Every year The Heat arrives and everyone is shocked and surprised and often horrified by its arrival. As if it was something unusual. As if it hadn’t happened every year for the last few eons. It’s almost British, this weather obsession and constant surprise by perfectly normal meteorological conditions.
Turkey has a very piecemeal approach to adapting to the seasons. Here in the village my neighbours do adapt and sleep in the courtyard in summer and cook early in the morning so they aren’t toiling over an open fire in 40+ degrees (oh the delicious scent of frying aubergine fritters this morning, wafting around the village) but down in town the shops don’t open any earlier in summer and that great Mediterranean tradition, the official siesta, has never been adopted here. Whilst three miles away across the water the residents of Samos shut up shop and head en masse for the shade come lunchtime here in Turkey they keep on going through the heat of the day.

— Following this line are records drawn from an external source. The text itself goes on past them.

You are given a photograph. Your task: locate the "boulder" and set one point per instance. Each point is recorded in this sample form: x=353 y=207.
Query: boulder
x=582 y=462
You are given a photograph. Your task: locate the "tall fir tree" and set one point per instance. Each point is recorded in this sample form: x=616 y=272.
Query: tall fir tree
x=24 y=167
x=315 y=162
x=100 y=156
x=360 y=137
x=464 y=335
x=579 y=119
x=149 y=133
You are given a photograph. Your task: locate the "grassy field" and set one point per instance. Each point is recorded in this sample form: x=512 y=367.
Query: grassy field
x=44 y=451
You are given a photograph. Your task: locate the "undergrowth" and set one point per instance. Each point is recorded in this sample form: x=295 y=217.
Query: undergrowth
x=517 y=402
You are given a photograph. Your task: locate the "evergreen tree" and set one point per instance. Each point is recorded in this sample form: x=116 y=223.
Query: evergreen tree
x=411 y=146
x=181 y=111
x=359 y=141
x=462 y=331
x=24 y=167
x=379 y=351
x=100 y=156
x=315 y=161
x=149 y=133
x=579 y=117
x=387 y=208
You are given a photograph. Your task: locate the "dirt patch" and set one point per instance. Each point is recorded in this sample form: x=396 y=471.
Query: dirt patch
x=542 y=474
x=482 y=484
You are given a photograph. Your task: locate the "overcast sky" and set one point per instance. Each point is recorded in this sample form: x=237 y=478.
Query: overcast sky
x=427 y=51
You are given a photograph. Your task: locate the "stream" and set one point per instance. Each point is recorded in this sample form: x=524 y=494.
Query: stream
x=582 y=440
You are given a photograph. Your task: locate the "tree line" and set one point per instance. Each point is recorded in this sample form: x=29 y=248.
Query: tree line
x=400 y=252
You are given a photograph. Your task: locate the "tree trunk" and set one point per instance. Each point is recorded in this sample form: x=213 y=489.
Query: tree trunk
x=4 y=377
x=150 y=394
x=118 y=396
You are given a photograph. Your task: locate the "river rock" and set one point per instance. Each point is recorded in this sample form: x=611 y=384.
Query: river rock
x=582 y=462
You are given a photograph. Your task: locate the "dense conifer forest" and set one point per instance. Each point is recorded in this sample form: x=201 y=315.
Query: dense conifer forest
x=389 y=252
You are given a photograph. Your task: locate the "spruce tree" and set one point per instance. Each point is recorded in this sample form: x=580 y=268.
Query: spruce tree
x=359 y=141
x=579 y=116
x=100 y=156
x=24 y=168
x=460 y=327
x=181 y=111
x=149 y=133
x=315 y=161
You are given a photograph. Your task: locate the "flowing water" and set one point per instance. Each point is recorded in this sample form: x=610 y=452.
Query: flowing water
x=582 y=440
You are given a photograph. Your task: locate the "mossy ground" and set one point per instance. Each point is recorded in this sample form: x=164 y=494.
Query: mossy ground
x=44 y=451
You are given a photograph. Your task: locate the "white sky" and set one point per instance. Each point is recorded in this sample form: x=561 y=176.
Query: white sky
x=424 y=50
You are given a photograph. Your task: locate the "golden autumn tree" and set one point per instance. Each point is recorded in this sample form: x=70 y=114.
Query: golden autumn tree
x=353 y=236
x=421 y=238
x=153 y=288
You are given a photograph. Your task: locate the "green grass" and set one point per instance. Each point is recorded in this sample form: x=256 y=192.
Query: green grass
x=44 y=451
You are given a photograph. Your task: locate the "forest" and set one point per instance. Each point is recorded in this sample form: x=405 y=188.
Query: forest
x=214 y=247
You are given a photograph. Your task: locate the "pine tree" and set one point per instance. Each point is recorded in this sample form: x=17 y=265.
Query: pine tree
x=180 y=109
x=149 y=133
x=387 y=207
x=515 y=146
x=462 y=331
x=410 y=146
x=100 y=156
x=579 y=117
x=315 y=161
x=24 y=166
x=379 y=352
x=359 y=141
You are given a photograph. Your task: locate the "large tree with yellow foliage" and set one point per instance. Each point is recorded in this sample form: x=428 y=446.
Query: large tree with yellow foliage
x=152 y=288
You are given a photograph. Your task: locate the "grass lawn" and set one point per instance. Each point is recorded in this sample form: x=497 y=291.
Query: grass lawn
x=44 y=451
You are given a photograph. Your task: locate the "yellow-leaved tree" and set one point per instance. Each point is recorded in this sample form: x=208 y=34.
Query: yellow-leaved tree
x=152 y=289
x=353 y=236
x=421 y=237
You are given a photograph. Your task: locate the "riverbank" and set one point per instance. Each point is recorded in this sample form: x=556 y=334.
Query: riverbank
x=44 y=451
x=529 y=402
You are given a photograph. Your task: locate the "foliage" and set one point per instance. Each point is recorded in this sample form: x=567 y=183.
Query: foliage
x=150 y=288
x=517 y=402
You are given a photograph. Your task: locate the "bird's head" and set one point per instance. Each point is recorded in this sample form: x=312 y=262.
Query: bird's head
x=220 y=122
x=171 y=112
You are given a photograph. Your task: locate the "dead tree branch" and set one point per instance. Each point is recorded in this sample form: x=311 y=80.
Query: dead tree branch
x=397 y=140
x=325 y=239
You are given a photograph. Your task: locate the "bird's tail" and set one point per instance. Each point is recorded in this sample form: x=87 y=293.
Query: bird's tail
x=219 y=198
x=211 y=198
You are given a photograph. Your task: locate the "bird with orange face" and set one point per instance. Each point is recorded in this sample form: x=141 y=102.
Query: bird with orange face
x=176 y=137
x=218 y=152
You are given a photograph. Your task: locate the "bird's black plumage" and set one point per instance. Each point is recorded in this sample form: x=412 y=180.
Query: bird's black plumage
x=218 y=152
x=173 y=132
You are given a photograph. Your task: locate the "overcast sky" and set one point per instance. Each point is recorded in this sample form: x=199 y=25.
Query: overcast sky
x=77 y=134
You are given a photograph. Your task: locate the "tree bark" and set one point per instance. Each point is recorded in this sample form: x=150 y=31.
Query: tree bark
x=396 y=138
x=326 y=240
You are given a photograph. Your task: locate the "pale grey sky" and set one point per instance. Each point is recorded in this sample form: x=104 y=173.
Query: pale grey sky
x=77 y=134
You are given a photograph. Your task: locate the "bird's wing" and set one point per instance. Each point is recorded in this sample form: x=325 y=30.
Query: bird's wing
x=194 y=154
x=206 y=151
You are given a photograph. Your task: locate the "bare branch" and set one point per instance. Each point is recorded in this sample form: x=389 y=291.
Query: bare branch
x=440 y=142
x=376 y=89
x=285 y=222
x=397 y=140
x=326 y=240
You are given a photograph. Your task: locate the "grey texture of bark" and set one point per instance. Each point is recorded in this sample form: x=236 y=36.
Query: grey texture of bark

Some towns, like Guzelcamli, adopt a night market which makes absolute sense, but Selcuk doesn’t and the market there doesn’t get going until after 9am whereas in Spain I would have been to the market and be back home in the shade by that time.
Doing anything in The Heat requires planning; trips out and routine errands are planned according to the shortest amount of exposure to the middle of the day and direct sunlight. We only wear sarongs and swimming costumes in the house with a loose shirt to hand for modesty and manners if someone calls.If we don’t have to go out we don’t go out, if we have to go we wear the lightest linen and cotton and choose floaty and covered up over skimpy and tight. We do our chores before 9am at the latest and for a couple of the hottest weeks other than hourly dips in the pool we’ll spend a lot of time inside and emerge at sunset like troglodytes.
Fortunately I have a stone house, and the downstairs is basically underground and so it’s a good ten degrees cooler than the outside and stays comfortable with just a ceiling fan. The tiled floors are cool too and an insulated roof stops the place heating up like an oven like a standard Turkish house.Whilst the dogs stay in the shade, littering the living room floor with their breath condensing on the cool tiles, Evils the cat loves The Heat, but then cats are solar powered and Evils requires a good ten hours a day of basking to keep his batteries topped up. By day he stretches and rolls languorously in direct sunlight in the courtyard on paving stones too hot to walk on in bare feet and at night he adventures far and wide across the village, sussing out the competition and making hostile takeover bids on the territory of less arrogant felines.
Its lunchtime now and The Heat owns the village, the sky is a bleached out faded blue, white around the edges, even the constant trill of the crickets has ceased and the house sparrows have taken to their nests deep in the cool shade of the walls. If I step outside The Heat settles over me, rippling down over my shoulders like a thick cloak and rising up through the soles of my feet from the griddle heat of the paving. Turkey might not do siestas but I do and so after lunch I’m taking to my bed, and I’ll drowse through the height of The Heat and wake up for the sunset, they’ve been amazing lately.